Note that 5 backslashes *doesn't* is a syntax error:

The problem here is that Python reads the string as these three characters:
`\\`, `\\`, and `\\'`. This means there is no `'`-quote to end the string, and
so the error.

In [7]:
print('\\\\\')

SyntaxError: EOL while scanning string literal (2955580404.py, line 1)

The problem is that Python reads the string as these three escape characters:
`\\`, `\\`, and `\'`. This means there is no `'`-quote to end the string.

## Whitespace

A **whitespace character** is a character that doesn't have a visual
representation (and so, when "printed" on a piece of white paper will look like
empty white space). The three
most common whitespace characters are:

- `' '`, a regular space
- `\n`, a newline
- `\t`, a tab

When programmers say "whitespace", they mean characters like these. Sometimes
whitespace matters, sometimes it doesn't. For instance, the indentation in a
Python program is whitespace that matters: inconsistent indentation can cause a
syntax error. 

When we read strings from the user, we often remove whitespace characters at the
beginning and the end using the `.strip()` method:

In [9]:
print('   done '.strip())
print('   print    name  '.strip())

done
print    name


`strip()` removes all whitespace characters from the beginning and end of a
string, but does not remove whitespace characters in the middle of the string.

## Strings are Immutable

In Python, **mutable** means "changeable", and **immutable** means "not
changeable". Python strings are immutable, i.e. there is no way to modify them
or change their length.

String immutability has both pros and cons:

- One good feature of immutable strings is that they are quite efficient for
  most copying operations. Since they never change, it is always safe to have
  different variables refer to the same underlying string.

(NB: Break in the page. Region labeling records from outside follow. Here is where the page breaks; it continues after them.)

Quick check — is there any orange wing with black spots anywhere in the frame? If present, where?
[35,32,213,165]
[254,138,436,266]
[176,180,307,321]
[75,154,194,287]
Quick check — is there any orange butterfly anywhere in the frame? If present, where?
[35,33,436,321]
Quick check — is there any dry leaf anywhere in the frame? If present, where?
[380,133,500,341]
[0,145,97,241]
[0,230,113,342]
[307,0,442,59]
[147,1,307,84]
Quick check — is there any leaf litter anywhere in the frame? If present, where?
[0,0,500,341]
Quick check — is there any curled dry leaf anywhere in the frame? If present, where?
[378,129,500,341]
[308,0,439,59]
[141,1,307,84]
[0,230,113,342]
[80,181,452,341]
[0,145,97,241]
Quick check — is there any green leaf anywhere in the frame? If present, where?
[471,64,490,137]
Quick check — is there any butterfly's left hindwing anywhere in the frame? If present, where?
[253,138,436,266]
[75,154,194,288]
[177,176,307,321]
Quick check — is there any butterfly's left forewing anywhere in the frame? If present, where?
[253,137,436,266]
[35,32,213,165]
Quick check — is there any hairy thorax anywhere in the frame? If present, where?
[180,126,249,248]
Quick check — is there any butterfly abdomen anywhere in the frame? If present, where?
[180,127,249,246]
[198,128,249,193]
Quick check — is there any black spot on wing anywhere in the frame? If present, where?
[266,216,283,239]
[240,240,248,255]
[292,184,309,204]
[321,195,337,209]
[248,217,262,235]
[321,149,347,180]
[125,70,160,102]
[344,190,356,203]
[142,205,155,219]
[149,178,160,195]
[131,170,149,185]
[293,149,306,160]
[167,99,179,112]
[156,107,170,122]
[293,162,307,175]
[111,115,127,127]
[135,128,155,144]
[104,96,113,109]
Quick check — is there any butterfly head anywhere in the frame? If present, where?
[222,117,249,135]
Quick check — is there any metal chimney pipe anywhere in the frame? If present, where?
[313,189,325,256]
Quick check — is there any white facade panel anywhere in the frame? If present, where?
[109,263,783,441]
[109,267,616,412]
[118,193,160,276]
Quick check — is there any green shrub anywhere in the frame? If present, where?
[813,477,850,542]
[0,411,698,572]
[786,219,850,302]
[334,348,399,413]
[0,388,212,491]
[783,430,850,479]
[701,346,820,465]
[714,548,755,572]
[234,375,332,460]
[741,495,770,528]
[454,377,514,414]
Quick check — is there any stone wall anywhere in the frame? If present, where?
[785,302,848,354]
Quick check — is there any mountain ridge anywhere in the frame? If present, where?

- One bad feature of immutable strings is that if you need to, say, change one
  character in a very long string, then you need to construct a brand new
  string. If your program does this kind of thing a lot, then it could become
  very inefficient.

## String Concatenation

**Concatenating** two strings means to combine them together to make a new
string. This is easily done in Python with the `+` operator:

In [10]:
print('cat' + 'nap')          # 'catnap'
print('Elon' + ' ' + 'Musk')  # 'Elon Musk'
print('ha' + 'ha' + 'ha')     # 'hahaha'

catnap
Elon Musk
hahaha


The last example with `'ha'` is an example of concatenating a string with
itself. You can also do that with the `'*'` operator:

In [11]:
print(3 * 'ha')    # 'hahaha'
print('Boat' * 5)  # 'BoatBoatBoatBoatBoat'

hahaha
BoatBoatBoatBoatBoat


String expressions can get complicated:

In [12]:
s = (5 * 'Meow! ' + '\n') * 6
print(s)

Meow! Meow! Meow! Meow! Meow! 
Meow! Meow! Meow! Meow! Meow! 
Meow! Meow! Meow! Meow! Meow! 
Meow! Meow! Meow! Meow! Meow! 
Meow! Meow! Meow! Meow! Meow! 
Meow! Meow! Meow! Meow! Meow! 



## String Comparisons

If `s` and `t` are variables that refer to strings, then:

- `s == t` evaluates to `True` if `s` and `t` are the same length, and have
  exactly the same characters in the same order. Otherwise, it evaluates to
  `False`.

- `s != t` evaluates to `True` if `s` and `t` are different, and to `False` if
  `s == t`. It returns the same value as `not (s == t)`.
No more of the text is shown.